「へぇ」で終わらせる贅沢——「学びをアウトプットせよ」という呪縛

 普段からルームウェアとして、ユニクロのフリースを愛用している。


 明らかに厚手で、見るからに冬物といった風体だが──。

 冬の洗濯経験者であればご存知の通り、フリースは干せば驚くほど速く乾く。なんなら洗濯機から取り出した時点ですでに軽い。


「冬物は乾きにくい」という直感を裏切るこの現象に、ふと疑問を覚えた。


 なぜ、フリースは乾きが速いのか──。

 調べてみると、答えはシンプルだった。


 理由は「素材」と「構造」にある。

 フリースに使われているポリエステルは、疎水性が高い。

 云い換えると、水分をほとんど吸わない。

 加えて、起毛構造により通気性が確保されるため、水分が蒸発しやすいのだと云う。


 私たちはつい「厚手だから乾きにくい」と、目に見える「厚さ」という一つの要素だけで判断しがちだ。

 しかし実際には、目に見えにくい「素材の疎水性」や「通気性」といった要素が、結果を大きく左右している。


 目立つ要素だけに気を取られると、隠れた本質を見落としてしまう。


 才能の一言で片づけたあの成功者の裏に、膨大な試行錯誤があることを見落とすように。
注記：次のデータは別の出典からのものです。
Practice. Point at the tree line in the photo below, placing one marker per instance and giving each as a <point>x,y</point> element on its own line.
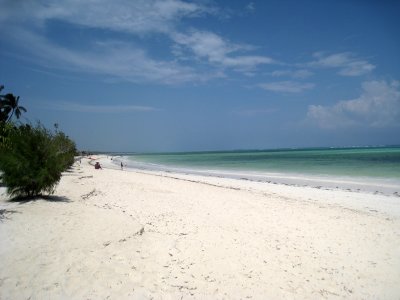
<point>32,157</point>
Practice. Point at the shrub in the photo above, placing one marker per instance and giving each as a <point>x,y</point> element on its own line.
<point>33,160</point>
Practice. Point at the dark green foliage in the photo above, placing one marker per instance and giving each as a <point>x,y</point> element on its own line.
<point>33,159</point>
<point>9,106</point>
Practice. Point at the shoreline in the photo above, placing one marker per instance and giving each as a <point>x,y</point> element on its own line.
<point>378,185</point>
<point>140,234</point>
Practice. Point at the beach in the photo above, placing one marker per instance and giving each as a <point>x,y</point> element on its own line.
<point>118,234</point>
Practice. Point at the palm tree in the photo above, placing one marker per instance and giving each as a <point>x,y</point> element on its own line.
<point>9,103</point>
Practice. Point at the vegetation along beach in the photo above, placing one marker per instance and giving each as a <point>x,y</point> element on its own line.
<point>190,149</point>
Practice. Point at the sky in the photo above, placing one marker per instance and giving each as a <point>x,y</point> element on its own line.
<point>174,75</point>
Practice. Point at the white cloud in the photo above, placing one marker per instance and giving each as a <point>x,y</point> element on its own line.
<point>85,108</point>
<point>378,106</point>
<point>250,7</point>
<point>298,74</point>
<point>346,62</point>
<point>139,16</point>
<point>115,59</point>
<point>255,112</point>
<point>218,51</point>
<point>287,86</point>
<point>27,24</point>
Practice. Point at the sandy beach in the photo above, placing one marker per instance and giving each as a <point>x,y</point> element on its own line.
<point>112,234</point>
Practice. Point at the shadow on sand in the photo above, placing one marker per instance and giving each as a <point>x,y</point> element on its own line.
<point>5,212</point>
<point>49,198</point>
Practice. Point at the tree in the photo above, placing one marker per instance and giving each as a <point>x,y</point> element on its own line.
<point>9,105</point>
<point>34,159</point>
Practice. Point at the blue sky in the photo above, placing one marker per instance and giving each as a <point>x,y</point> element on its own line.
<point>170,75</point>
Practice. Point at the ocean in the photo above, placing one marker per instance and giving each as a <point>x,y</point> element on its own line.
<point>365,168</point>
<point>382,162</point>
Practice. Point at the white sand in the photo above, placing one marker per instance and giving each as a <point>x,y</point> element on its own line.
<point>118,234</point>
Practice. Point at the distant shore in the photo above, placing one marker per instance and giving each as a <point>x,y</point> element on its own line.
<point>155,234</point>
<point>385,186</point>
 直感に頼り過ぎず、見えないメカニズムに目を向けること。


 それこそが、物事の本質を理解する鍵である——。


 と、ここまで思考を巡らせたところで、ふと手が止まった。


「この体験から得た学びをどうすればわかりやすく伝えられるだろう?」


 そう考えた瞬間、小さく心躍る「知的な発見」が、無味乾燥な「タスク」に変貌した気がした。


 最近、自分の思考にはある種のクセがついている。

 何か新しい情報や気づきを得たとき、即座に「発信できる形に変換しなければ」と思い至ってしまうクセだ。


「インプットしたらアウトプットせよ」

「学びは言語化して初めて定着する」


 ビジネス書やSNSで多々目にするこれらの文言は、正しいと云えば正しい。

 一方で、その正しさはいつの間にか強迫観念と化し、純粋な知的好奇心を蝕んではないだろうか。
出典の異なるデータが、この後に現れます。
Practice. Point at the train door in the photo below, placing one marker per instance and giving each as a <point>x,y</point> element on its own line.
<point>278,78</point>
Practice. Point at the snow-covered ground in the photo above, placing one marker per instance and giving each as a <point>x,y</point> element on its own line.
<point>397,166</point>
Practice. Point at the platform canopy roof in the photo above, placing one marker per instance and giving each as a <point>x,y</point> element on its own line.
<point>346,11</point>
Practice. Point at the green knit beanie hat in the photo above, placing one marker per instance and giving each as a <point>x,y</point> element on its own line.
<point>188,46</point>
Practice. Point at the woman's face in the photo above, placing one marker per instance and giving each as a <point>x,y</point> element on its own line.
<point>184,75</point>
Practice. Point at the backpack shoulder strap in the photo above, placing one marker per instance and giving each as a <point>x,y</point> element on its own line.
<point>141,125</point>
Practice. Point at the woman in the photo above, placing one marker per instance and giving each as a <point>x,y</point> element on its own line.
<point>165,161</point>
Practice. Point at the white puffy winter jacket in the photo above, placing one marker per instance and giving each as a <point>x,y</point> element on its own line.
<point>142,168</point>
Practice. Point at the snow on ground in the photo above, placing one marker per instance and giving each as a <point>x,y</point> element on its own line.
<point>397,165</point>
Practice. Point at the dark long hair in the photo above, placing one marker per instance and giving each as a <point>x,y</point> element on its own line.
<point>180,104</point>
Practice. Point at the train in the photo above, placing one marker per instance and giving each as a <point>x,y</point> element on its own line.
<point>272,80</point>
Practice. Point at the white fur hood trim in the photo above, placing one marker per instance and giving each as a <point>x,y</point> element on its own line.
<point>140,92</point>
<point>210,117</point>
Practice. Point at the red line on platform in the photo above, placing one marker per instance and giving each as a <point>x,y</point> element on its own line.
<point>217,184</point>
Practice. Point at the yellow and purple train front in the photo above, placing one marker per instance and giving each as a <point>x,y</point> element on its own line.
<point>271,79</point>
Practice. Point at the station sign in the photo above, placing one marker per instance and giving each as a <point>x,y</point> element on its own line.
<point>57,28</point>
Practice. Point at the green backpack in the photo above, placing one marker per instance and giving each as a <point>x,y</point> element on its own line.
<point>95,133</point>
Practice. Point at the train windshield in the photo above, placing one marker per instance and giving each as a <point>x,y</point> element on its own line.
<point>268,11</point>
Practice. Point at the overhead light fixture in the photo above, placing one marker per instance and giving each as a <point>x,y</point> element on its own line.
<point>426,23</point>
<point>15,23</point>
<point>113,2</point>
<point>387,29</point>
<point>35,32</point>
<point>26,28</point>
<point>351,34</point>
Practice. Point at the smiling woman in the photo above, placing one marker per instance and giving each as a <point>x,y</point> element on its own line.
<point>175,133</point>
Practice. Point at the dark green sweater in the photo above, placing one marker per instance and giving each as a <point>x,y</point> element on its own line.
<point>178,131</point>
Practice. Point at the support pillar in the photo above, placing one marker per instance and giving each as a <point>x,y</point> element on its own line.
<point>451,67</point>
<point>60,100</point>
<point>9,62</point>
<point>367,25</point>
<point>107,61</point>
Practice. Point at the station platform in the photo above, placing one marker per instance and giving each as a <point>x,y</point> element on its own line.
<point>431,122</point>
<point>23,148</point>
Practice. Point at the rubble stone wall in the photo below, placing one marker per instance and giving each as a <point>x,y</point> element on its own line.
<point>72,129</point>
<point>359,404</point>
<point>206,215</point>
 フリースが速く乾く理由を知って、ただ「へぇ」で済ませてはいけないのだろうか。

 その体験を教訓に仕立て、他者に伝わる形に編集し、すぐさま世に発信しなければ、その時間は無駄に終わってしまうのだろうか。


 アウトプットを急がずとも、心の奥底に沈殿した知識は、いつか私という人間の感性や判断基準の一部となって、自然と表出されるはずである。


「学び」は本来、もっと自由で、楽しいものだったはずだ。


 誰かの役に立つためでも、フォロワーに賢さを誇示するためでもない。

 ただ、自分の世界が昨日より少しだけ鮮やかになる。


 それだけで十分なはずだ。


 フリースをハンガーにかけてから、「なるほど、ポリエステルって凄いな」と思うにとどめた。


 これ以上の深堀りはしない。


 今回は、日々の習慣でついアウトプットしてしまったが(笑)

 たまには、自分の内面を豊かにするためだけに情報を使う。

 知り得た内容が、心の奥底に沈殿するのをじっくりと待つ。


 そんな"贅沢"があったっていい。